A TOTP credential for a user
Yuck stores the TOTP credential for a user as follows:
user_ref
— (a string) ID of the user resource for the user- the rest to be determined, when TOTP is implemented
External interfaces of Yuck
Yuck provides the following interfaces to the rest of the ecosystem:
- endpoints for managing users, API clients, OIDC application frontends, including their credentials
- an endpoint for OAuth2 API clients to get tokens using client credential grants
- endpoints for OIDC frontends to use for interactively authenticating the end users, and for getting the resulting tokens (including refreshed tokens)
- an endpoint for monitoring the health of Yuck
Details will be specified later.
Authentication protocols
This chapter will walk through of each of the protocols Yuck supports, down to sample HTTP requests and responses.
Authorization information
Overview of how authorization happens in the eco system:
The IDP keeps track of what each end user and API client is authorized to do. This is encoded by storing a list of "scopes". A scope is a permission to do something, such as "create a resource" or "update a resource the end user owns". See
allowed_scopes
in the user and API client resources.The access token identifies the end user. The token grants permission to its bearer to do specific actions, encoded as a list of scopes. Note that an access token need not have all the allowed scopes.
The API provider actually implements the access control checks based on the access token and its contents. The API provider implements specific actions, and associates each with a scope, and checks that the token has that scope.
For example, assume that Alice is authorized the actions "create
resource" and "read resource owned by the user"; authorized_scopes
has the scopes create
and read
.
Alice creates an API client, but only allows it the read
scope. When
the API client gets an access token, it will have the sub
claim set
to alice
, and the scope
claim set to read
. With such an access
token, the API client can read any resources that Alice can read, but
can't create new resources.
OAuth2 for autonomous API clients
- walkthrough of an API client getting tokens via OAuth2 CC
- and using them
OIDC for interactive end users
- walkthrough of an end-user causing facade to get tokens
- and facade using them
- web sessions
End users authorizing API clients
- walkthrough
Architecure: Yuck itself
The diagram above doesn't include parts of the eco system that are not part of Yuck or don't directly interact with Yuck.

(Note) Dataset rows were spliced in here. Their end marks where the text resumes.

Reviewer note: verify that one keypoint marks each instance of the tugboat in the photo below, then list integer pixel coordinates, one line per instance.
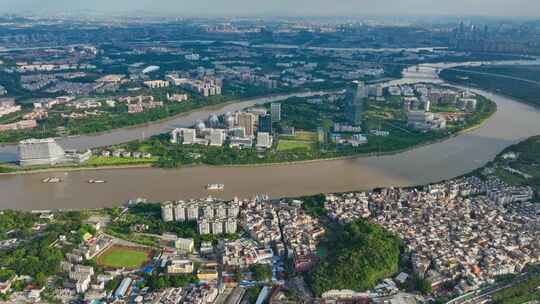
(51, 180)
(96, 181)
(215, 187)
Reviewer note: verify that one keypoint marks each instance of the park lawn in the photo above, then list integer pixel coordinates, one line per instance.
(118, 161)
(123, 257)
(306, 136)
(301, 136)
(286, 145)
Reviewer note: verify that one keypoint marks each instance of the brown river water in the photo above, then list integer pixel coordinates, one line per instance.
(512, 123)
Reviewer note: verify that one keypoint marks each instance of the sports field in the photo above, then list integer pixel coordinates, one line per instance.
(285, 145)
(301, 140)
(124, 257)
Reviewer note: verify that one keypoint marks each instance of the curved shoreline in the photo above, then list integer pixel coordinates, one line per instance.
(270, 164)
(178, 115)
(513, 122)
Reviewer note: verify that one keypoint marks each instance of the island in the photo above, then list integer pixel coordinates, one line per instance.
(371, 246)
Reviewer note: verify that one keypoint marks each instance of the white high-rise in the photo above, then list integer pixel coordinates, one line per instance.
(40, 152)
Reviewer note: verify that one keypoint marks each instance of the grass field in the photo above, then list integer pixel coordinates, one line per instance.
(124, 257)
(285, 145)
(117, 161)
(301, 140)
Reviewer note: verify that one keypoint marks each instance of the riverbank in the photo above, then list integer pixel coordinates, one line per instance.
(300, 162)
(196, 108)
(517, 82)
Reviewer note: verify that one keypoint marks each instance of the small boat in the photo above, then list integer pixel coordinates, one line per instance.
(96, 181)
(215, 187)
(51, 180)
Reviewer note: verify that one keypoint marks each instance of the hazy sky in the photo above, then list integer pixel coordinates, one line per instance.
(530, 8)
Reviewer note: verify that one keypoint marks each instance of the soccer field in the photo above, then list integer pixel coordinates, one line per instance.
(124, 257)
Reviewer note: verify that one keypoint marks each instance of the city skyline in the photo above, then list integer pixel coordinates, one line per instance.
(521, 8)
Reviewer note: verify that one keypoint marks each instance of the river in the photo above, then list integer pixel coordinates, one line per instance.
(513, 122)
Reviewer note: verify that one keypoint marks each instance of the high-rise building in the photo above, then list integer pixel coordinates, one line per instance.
(354, 108)
(185, 245)
(247, 121)
(184, 136)
(264, 140)
(204, 226)
(275, 112)
(265, 123)
(192, 212)
(217, 227)
(230, 226)
(208, 212)
(180, 212)
(321, 135)
(217, 137)
(167, 212)
(40, 152)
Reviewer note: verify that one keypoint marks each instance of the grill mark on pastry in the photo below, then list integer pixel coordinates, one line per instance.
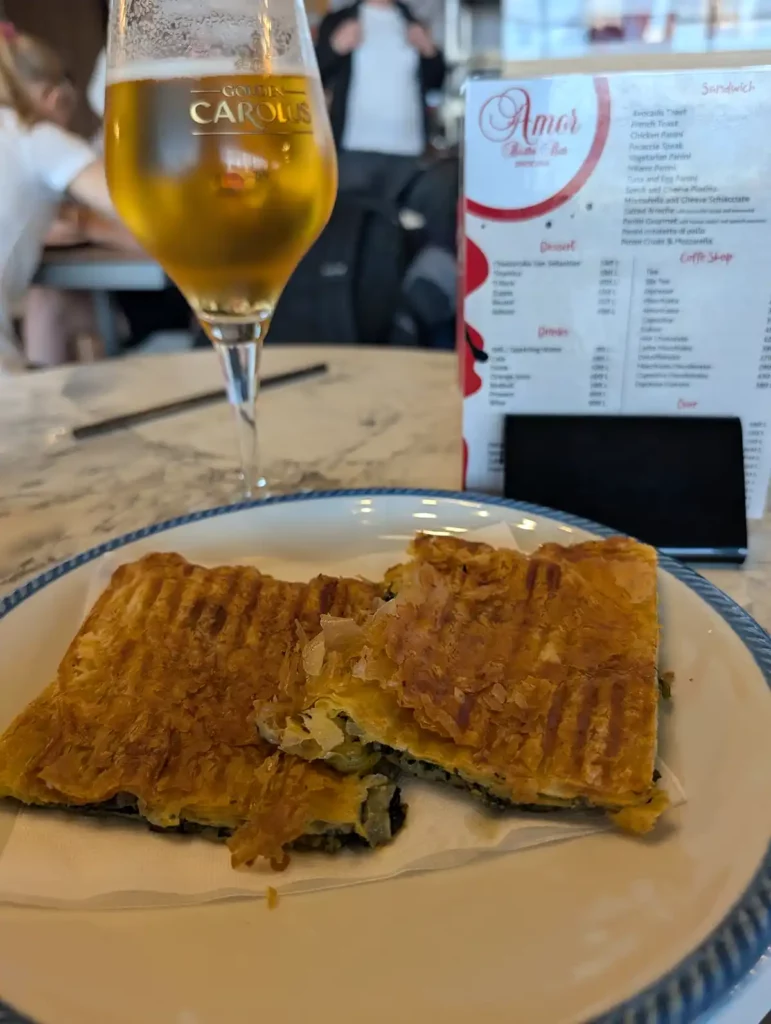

Yuck consists of three sets of endpoints, and a data store. The endpoints implement the external interfaces for the authentication protocols, and for administration. The data store stores JSON objects.
An API client acting on behalf of an administrator, will use the Yuck admin endpoints to manage uses, API clients, and OIDC applications. An application frontend may provide a user interface for doing the same.
Note that the various Yuck endpoints and the processes implementing them do not need to interact except via the data store. This enables horizontal scalability to the extent the data store scales.
(It may be more sensible to have the application backend provide an interface for admin actions. It will still need to use the Yuck admin endpoints for doing that. This possibility has been left out of the diagram to avoid clutter.)
The data store
The data store will initially be Muck, which as a RESTful HTTP API for managing JSON objects. The API uses the kind of JWT access tokens for access control that Yuck creates. Yuck can create the tokens for its own use.
Later, support for other data stores can be added. LDAP is probably going to be desired. This can be done by implementing a new component that provides a Muck-like interface, but stores the data in LDAP. Similarly, support can be added for SQL databases, etc.